In fact, I know my mother’s mind still works well when she and I agree that the Sonia Sotomayor autobiography I started to read to her becomes tedious with too much detail about her life growing up in the Bronx. She rereads books, reminding me I’ll never be lonely if I have a book. I buy the new edition of Little Women to read to her and honor the 150th anniversary of its publication. We talk about TV shows she might like since that is her main entertainment. I buy the New York Times and share its contents to keep her engaged. “Cuomo won easily,” I explain after the last New York Democratic Gubernatorial primary. Then I know she will tell me again that his father Mario used to live in her neighborhood and she saw him at a local restaurant.
I try to focus on the positive moments and shut out any complaints—another urinary infection or her request to her doctor to give her “something,” because she’s lived too long. She says it so respectfully, reminding him that her late husband was a doctor. “I can’t. I don’t want to go to jail,” he says compassionately. I echo the sentiment, He looks at me caringly, knowing how tough this is for all.
When she periodically utters orders and doesn’t say please, I remind her. “Can you say please?” Doing so lets me know that I am appreciated for all that I do. She responds meekly, “I forget, I mean to. Bless you. I love you,” and then I feel guilty. I escape for walks out in fresh air, to a museum or friends’ homes or hide indoors behind my laptop and work.
Friends suggest assisted care, but I know she loves her sunny apartment and seeing younger people in the lobby or on the terrace when she ventures out. And I now worry that it’s too late to manage a new environment. She, herself, explains, “What would others want with an old lady?”

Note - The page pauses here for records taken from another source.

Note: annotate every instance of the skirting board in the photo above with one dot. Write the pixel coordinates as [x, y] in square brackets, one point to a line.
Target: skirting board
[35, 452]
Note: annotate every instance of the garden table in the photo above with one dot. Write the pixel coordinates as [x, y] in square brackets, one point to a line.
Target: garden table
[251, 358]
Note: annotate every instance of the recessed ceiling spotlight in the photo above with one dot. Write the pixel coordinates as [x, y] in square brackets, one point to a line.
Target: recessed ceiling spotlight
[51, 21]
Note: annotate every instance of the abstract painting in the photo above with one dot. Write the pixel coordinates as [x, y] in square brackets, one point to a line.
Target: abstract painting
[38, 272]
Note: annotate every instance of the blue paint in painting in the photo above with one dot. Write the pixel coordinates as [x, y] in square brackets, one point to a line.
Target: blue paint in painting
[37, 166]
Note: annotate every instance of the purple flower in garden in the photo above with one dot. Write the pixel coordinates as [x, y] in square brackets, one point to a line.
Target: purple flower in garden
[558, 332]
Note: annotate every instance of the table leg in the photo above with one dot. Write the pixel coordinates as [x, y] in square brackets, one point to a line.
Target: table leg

When I share and sometimes cry to my closest friends how hard all the responsibility is they tell me how I am the best daughter. “Nobody has ever treated a mom the way you do,” one says. Another adds, “I could never do what you do.” I think neither of those statements is true. In decades past, she would have moved in with me, but my two-story older home has no bedroom and full bathroom on the main level. If I really were so dutiful, I believe I would move in with her--temporarily. At least I then wouldn’t have to drive or take the train back and forth. But I also know that doing so might stress our relationship more.

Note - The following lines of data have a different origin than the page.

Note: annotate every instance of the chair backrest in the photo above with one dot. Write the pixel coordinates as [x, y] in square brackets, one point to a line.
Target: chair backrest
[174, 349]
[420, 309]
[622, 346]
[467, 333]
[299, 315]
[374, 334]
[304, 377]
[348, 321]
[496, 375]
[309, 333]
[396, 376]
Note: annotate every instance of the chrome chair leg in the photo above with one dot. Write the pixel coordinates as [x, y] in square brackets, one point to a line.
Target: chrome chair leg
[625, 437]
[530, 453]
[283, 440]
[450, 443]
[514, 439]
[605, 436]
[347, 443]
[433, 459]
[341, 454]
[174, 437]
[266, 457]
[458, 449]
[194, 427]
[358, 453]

My two daughters offer gratitude, “Mom we’ll do this for you some day,” J. says. L. concurs. And the truth is that I don’t want an award, or to hold them to a fleeting promise or have them repeat all the same steps to this dance.
For now, I want my mother to live with the dignity she deserves after all her years. And I simply want to muster more patience and empathy, so we both appreciate the time left to do our slow dance in step together for a long, long time.
Tips for others who care give
- Make a list of what needs to be done daily regarding cooking, cleaning, safety, hygiene, medications. If it helps, make a poster with the list and a place to check it off daily or do an Excel spreadsheet A Medic Alert or similar device is crucial because of possible falls, for example.
- Find what you are willing to take on and farm out as much as you can with other necessities.
- Try to have conversations; loneliness is a big problem. Ask questions, bring up topics. The elderly love to talk about the past.
- Try to be present when you can, another way to ward off loneliness.
- Find what gives pleasure, whether large-print books, books on tape, old movies, doing puzzles together.
- Take care of yourself, time away is important.